While some components scaled automatically, critical dependencies did not, exposing hidden system limits.
Root Cause Analysis (SRE Approach)
1. What Failed?
- Azure App Service scaled out successfully
- Azure SQL Database did not scale
- Connection pool exhaustion occurred
- Azure Redis Cache reached memory limits
- No early warning alerts fired before user impact
2. Why It Failed?
| Layer | Issue | | ————- | —————————————– | | Application | No graceful degradation mechanism | | Scaling | Autoscale configured only for App Service | | Database | Single-tier SQL, no replicas | | Observability | Alerts were reactive, not proactive | | Process | No defined SLOs or error budget |
The objective of SRE is not zero failures, but to:
- Detect issues early
- Limit blast radius
- Recover quickly
- Learn and continuously improve
Step 1: Define SLI, SLO & Error Budget
Service Level Indicators (SLIs)
- API success rate (% of 2xx responses)
- API latency (P95)
Service Level Objectives (SLOs)
- 99.5% API success rate per month
- P95 latency < 800 ms
Error Budget
- Allowed downtime: ~3.6 hours per month
This provided clarity on:
- When to act urgently
- When not to panic
- When to slow feature releases
Step 2: Holistic Auto-Scaling (Beyond App Service)
App Service Scaling
Configured autoscale based on:
- CPU utilization
- Memory usage
- HTTP request queue length
Azure SQL Database
- Moved to Elastic Pool or Hyperscale
- Introduced read replicas for reporting and read-heavy traffic
Azure Redis Cache
- Memory-based alerts configured:
- 70% usage → Warning
- 85% usage → Critical
Scaling decisions now account for dependent services, not just compute.
Step 3: Implement Graceful Degradation
Instead of hard failures:
- If Redis slows down:
- Fall back to in-memory cache
- Serve slightly stale data
- If SQL is under pressure:
- Temporarily disable non-critical features
- Reports
- Exports
- Background analytics
- Temporarily disable non-critical features
Users experience reduced functionality, not outages.

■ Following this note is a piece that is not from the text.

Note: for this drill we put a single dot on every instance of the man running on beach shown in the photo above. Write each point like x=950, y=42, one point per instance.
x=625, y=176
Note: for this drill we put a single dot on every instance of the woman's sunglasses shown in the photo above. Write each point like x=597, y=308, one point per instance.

Step 4: Proactive Alerting (Before Users Notice)
Key Azure Monitor Alerts
| Metric | Threshold | Action |
|---|---|---|
| API failure rate | >1% for 5 minutes | Page on-call |
| SQL DTU usage | >80% | Scale or throttle |
| App latency | >700 ms | Investigate |
| Redis memory | >70% | Scale cache |
Alerts are now:
- Symptom-based
- Focused on user experience
- Not infrastructure noise
Step 5: Improved Observability
Tools Used
- Azure Application Insights
- Azure Log Analytics
- KQL dashboards
Improvements Made
- Distributed tracing enabled
- Dependency maps activated
- Slow SQL queries logged automatically
Result: Mean Time To Detect (MTTD) reduced significantly
Step 6: Incident Response Playbook
A simple, repeatable runbook was created:
- Check API failure rate dashboard
- Validate dependency health (SQL, Redis)

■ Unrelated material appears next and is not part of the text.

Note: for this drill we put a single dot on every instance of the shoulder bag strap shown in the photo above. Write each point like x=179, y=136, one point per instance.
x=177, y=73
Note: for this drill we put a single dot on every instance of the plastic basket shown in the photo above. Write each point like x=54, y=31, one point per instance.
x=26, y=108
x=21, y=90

- Apply predefined scaling actions
- Communicate status to stakeholders
- Conduct post-incident review
This reduced confusion and panic during incidents.

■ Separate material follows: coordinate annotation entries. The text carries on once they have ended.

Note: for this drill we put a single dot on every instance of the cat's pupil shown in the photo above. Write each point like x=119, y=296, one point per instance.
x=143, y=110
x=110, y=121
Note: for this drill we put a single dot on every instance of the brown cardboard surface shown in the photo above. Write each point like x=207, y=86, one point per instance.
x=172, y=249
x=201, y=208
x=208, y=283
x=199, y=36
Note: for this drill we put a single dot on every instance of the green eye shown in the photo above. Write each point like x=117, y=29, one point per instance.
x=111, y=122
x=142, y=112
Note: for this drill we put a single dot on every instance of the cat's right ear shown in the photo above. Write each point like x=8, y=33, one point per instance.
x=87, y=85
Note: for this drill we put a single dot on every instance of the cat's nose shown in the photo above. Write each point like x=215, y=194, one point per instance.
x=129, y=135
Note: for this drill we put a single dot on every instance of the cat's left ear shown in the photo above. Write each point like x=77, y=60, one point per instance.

Step 7: Post-Incident Review
Key Learnings
- Autoscaling alone does not ensure reliability
- Dependencies define true system limits
- SLOs align engineering decisions with business impact
Action Items
- Introduce quarterly chaos testing
- Load test scaling policies regularly
- Review and evolve SLOs as traffic grows
This case demonstrates how real Azure systems fail — not due to lack of tools, but lack of reliability thinking.
Small, practical SRE-driven changes:
- Improved resilience
- Reduced downtime
- Protected revenue
- Increased customer trust
SRE is not a role — it is a mindset.